Now, what Cohler-Esses got was Rosenthal’s version of events. (Oren seems not to have responded.) Perhaps they remember it differently. Or maybe Rosenthal is the one playing fast and loose with what happened. But the real kicker in the story is Oren’s characterization of what was said in a Times oped by Palestinian Authority President Mahmoud Abbas. It’s this oped that is the center of the story.
If you read the published oped it simply does not say what Oren says it said. And with that, the whole story falls apart.
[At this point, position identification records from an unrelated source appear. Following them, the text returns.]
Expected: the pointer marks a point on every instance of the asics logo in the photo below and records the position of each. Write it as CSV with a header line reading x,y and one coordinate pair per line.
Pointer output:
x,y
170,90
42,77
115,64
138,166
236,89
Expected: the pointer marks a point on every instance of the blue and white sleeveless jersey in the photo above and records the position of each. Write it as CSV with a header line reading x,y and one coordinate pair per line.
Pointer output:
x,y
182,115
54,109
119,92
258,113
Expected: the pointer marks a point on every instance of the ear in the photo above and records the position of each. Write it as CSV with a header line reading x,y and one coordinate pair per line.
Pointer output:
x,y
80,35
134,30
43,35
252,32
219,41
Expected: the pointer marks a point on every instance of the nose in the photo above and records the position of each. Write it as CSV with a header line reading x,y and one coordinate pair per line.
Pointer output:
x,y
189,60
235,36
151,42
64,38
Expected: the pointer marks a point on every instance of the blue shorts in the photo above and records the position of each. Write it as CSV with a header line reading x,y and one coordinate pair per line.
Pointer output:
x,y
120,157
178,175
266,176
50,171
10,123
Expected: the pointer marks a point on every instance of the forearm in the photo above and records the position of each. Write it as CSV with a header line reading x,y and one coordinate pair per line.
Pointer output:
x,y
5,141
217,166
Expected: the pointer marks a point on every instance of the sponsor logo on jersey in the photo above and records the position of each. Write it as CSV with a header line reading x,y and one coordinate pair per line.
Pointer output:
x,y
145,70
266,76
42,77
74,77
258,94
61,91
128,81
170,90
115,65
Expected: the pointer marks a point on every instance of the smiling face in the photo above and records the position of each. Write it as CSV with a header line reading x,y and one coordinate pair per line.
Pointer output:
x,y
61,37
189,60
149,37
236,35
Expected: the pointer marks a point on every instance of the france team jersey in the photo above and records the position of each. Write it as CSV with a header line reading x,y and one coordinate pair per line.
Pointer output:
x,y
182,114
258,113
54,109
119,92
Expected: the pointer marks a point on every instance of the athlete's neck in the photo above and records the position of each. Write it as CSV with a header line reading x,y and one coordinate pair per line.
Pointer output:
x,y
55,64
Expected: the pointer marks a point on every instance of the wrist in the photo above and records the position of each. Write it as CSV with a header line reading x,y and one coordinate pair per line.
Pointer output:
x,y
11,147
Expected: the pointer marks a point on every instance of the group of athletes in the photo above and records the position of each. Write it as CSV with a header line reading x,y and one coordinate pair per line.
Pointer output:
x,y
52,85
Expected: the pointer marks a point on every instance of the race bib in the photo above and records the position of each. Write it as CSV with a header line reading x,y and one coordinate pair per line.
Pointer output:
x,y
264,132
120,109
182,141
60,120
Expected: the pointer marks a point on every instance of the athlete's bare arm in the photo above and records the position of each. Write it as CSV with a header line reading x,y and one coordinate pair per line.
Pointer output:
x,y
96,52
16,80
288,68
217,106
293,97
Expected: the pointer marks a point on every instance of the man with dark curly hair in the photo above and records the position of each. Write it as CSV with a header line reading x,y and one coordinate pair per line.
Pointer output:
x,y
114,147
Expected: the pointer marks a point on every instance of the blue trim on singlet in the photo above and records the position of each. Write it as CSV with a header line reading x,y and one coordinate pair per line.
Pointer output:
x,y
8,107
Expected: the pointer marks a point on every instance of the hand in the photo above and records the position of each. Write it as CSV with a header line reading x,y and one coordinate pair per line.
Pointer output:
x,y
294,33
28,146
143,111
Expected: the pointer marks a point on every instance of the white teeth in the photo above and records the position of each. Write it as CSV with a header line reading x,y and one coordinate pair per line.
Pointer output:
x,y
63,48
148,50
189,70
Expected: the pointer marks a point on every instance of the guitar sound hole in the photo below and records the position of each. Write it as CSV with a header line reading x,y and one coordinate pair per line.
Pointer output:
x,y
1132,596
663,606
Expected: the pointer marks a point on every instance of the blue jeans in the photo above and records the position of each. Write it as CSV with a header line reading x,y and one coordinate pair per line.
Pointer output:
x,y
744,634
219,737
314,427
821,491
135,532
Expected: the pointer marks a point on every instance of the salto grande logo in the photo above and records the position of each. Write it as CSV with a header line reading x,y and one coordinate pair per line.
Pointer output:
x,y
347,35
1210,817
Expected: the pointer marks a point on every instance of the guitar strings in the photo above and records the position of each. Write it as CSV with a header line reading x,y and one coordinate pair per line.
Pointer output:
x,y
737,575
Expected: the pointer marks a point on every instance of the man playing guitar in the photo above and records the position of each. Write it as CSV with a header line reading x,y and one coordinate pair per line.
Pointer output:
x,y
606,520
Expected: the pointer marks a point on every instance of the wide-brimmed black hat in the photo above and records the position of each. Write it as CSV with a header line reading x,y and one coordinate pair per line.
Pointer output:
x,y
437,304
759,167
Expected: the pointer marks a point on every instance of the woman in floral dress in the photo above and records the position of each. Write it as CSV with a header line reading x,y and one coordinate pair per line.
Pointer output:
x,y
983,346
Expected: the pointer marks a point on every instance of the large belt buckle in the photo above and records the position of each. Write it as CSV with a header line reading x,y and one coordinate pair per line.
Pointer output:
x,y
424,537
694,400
I don’t think Rosenthal was making the other stuff up. But obviously I have no idea what went on between these two guys. So I have no way of knowing who’s portraying the interaction more accurately or honestly. This is why the OpEd is so key. It’s a public, published piece of writing. It says what it says. And it does not say what Oren says it does. If that’s wrong – and it is – most of his story falls apart and the rest loses all credibility.
Again, this doesn’t rest on Rosenthal’s say-so. It’s a published article. Read it. Oren is just wrong. I don’t want to steal Cohler-Esses. And in any case to get all the ins and outs of what I’m describing you need to read his piece. So do read it.
As for Oren, I still don’t know quite what to make of all this. You know I love skewering clowns. But Oren is no clown. Or as I told a player in this drama a couple days ago by email, if he is a clown I didn’t realize it until now. I really don’t know what was going on with him in this book. Barak Ravid captures the essence of it in this article “How Michael Oren Sold Out U.S.-Israel Ties to Sell a Few More Books.”
And on top of all that, a lot of it seems made up.